Время от времени избранники, заранее все рассчитав, приоткрывают дверь и впускают горстку, но протискиваются-то всегда самые ушлые, они в конечном счете остаются в выигрыше, потому что вновь приобщившиеся становятся
Мурад все это знал (Камель, директор «Альже-Революсьон», был в этом уверен) и тем не менее бросил на стол свое заявление об уходе из газеты. Ну когда, когда, наконец, Мурад перестанет смешивать революционную повседневность с душевными переживаниями?
На столе Мурада лежал билет на самолет: Алжир — Париж, только туда, обратного не было. Мурад собирался лететь через месяц. Тридцать дней — срок недолгий, к тому же двадцать пять из них уйдет на путешествие с Амалией в Таманрассет. Собственно, пора уже вести обратный отсчет: двадцать девять, двадцать восемь… пятнадцать… три, потом два, а там, глядишь, один, и все — конец! Да взять любую жизнь — это всегда обратный отсчет: самый первый крик, который еще прежде, чем перерезана пуповина, вонзает вас, словно занозу, в окружающий мир, является в то же время первой отметиной, первым шагом на пути к окончательному исходу. И все-таки никогда прежде Мураду не доводилось ощущать это так остро и зримо, как теперь.
Когда он бросил на стол маленький голубой конверт, Камель сказал:
— Ты устал. Мы все немного взвинчены. Самое лучшее для тебя — провести месяц в Сахаре, отдохнуть хорошенько. А до тех пор будет время подумать.

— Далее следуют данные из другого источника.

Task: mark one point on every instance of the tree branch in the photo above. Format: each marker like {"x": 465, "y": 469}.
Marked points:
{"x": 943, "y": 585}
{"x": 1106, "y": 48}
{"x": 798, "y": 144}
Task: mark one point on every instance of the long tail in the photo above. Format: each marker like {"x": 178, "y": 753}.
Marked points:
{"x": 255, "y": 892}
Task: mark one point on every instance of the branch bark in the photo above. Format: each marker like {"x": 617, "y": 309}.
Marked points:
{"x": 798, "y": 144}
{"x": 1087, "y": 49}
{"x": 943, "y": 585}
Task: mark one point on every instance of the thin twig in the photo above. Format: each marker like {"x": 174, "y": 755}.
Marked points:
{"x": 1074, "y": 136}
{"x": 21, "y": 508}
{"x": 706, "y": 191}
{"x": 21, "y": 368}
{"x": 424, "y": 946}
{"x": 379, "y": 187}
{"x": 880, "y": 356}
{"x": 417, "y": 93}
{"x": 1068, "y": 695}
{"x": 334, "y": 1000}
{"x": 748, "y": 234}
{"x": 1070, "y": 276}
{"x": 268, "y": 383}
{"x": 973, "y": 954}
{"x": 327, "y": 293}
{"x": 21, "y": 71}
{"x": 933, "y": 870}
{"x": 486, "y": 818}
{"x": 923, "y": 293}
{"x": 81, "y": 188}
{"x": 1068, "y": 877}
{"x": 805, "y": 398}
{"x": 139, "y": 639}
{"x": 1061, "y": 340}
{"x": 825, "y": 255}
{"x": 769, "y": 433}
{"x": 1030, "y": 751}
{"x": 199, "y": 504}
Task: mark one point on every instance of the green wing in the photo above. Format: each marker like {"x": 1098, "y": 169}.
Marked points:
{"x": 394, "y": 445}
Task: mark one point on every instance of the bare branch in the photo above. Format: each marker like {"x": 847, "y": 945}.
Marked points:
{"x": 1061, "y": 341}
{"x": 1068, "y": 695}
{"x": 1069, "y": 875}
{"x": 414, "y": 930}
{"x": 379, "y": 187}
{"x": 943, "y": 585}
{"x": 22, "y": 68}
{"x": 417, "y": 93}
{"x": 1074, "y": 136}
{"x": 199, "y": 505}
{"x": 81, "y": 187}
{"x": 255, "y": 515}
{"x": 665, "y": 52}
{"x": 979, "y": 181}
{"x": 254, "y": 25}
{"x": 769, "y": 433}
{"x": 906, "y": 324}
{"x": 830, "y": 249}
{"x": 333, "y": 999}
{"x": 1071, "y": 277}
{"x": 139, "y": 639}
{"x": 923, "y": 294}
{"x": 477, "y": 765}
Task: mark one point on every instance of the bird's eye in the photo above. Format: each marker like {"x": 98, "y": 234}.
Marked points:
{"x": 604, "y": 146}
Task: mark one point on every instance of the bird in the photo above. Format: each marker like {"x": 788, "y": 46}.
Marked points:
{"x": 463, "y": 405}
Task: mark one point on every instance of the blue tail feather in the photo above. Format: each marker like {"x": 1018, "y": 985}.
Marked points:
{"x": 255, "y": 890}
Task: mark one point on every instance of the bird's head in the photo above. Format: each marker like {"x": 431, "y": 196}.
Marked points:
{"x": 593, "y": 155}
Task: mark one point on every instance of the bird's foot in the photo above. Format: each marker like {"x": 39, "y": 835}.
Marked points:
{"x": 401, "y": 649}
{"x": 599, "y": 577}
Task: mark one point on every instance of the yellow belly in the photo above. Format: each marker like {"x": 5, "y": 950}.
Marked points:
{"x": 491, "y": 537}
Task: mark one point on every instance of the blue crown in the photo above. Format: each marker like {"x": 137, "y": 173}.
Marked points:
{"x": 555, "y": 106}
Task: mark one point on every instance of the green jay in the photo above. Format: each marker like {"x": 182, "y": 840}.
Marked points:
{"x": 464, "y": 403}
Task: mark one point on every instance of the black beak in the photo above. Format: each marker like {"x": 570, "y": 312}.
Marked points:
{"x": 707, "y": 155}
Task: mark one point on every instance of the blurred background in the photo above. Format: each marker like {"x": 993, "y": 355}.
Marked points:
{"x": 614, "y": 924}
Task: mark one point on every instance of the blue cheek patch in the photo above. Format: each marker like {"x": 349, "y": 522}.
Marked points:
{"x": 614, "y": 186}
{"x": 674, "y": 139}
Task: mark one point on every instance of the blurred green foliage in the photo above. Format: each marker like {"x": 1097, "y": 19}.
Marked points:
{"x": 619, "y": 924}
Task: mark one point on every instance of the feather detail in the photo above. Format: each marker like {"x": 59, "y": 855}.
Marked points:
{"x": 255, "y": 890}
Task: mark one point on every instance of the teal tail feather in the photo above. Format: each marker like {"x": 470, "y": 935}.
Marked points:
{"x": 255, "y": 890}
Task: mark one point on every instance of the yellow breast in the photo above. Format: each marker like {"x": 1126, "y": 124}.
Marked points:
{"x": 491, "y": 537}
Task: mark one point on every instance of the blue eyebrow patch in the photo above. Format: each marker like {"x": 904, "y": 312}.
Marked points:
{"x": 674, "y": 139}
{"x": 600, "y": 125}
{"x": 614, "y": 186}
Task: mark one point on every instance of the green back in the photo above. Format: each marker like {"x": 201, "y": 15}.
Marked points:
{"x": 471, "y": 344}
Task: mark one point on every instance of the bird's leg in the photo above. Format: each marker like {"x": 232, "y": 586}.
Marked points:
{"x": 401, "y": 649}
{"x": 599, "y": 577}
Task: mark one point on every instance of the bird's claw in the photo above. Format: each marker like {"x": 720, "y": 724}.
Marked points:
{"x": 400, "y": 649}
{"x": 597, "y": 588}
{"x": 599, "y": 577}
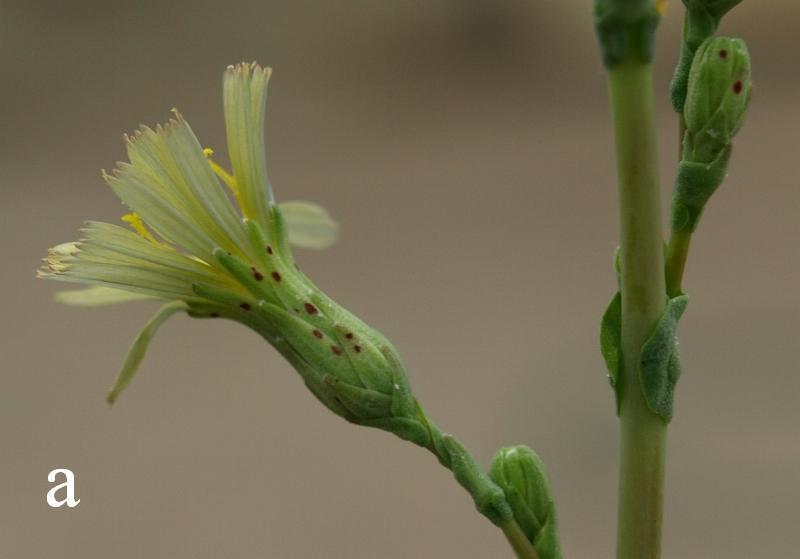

Он и так уже все передумал.
Ребята начнут полоскать его: «Париж? Ну конечно! Нечего нам мозги пудрить, и так все ясно. Значит, Париж? Ну что ж, счастливого пути! Поезжай, развейся! Мы на тебя не в обиде: через несколько месяцев или через несколько лет ты все равно вернешься, отбросив всякий стыд и позабыв о гордыне, без лишних эмоций, но и без иллюзий, ведь там-то ты что собой будешь представлять? Ровным счетом ничего! Безработица, инфляция, темноглазые собратья, всеобщий страх, к которому примешивается твой собственный, будут преследовать тебя по пятам, загонят в самый дальний угол отведенной для таких, как ты, резервации, и напрасны будут твои мольбы о помощи — их никто не услышит, здесь к тому времени тебя забудут!»
Да, все это ребята станут говорить вслух, «на публику». Но в глубине души будут надеяться, а то, чего доброго, и потребуют, чтобы Мурад забрал свое заявление обратно, ибо в сокровенных тайниках их сердец затаился страх, они, должно быть, боятся, как бы его отъезд не пробудил в их душе все те голоса, которые они всеми силами пытаются заглушить. Если в понедельник или, еще лучше, в тот же вечер он вернется к ним с какой-нибудь чепуховой заметкой на пятнадцать строк, они готовы будут устроить праздник по этому поводу. Слава тебе господи! Голод, страх или малодушие заставили блудного сына вернуться к привычной кормушке. Это свидетельствует о том, что у него нет другого выхода. Несостоявшийся уход — это всего лишь мимолетное заблуждение, ошибка. А истина — в кормушке.
Но приятели ошибались. Если исходить из этого, то Мурад с таким же успехом мог бы жениться, наплодить, подобно другим, детей и, как все другие, бросить их на улицу, не обращая внимания на истошные крики матери, у которой бесконечные беременности, пеленки, ежедневный кускус и неизменное покрывало, сросшееся с ее кожей, потому что она не могла показаться с открытым лицом на улице, убили все мечты задолго до того, как истощилась ее жизнь. В тридцать лет она превратится в женщину без возраста… без лица… останется только бессильная ярость в голосе, срывающемся на пронзительных нотах, когда она исступленно будет звать своих сыновей: едва дождавшись рассвета, они спешат за порог, который сама она не смеет переступить и которому до самой смерти суждено стоять неодолимой преградой между нею и жизнью; подумать только, в четыре года они уже умеют презирать, быть жестокими, гнусными, как и полагается мужчинам.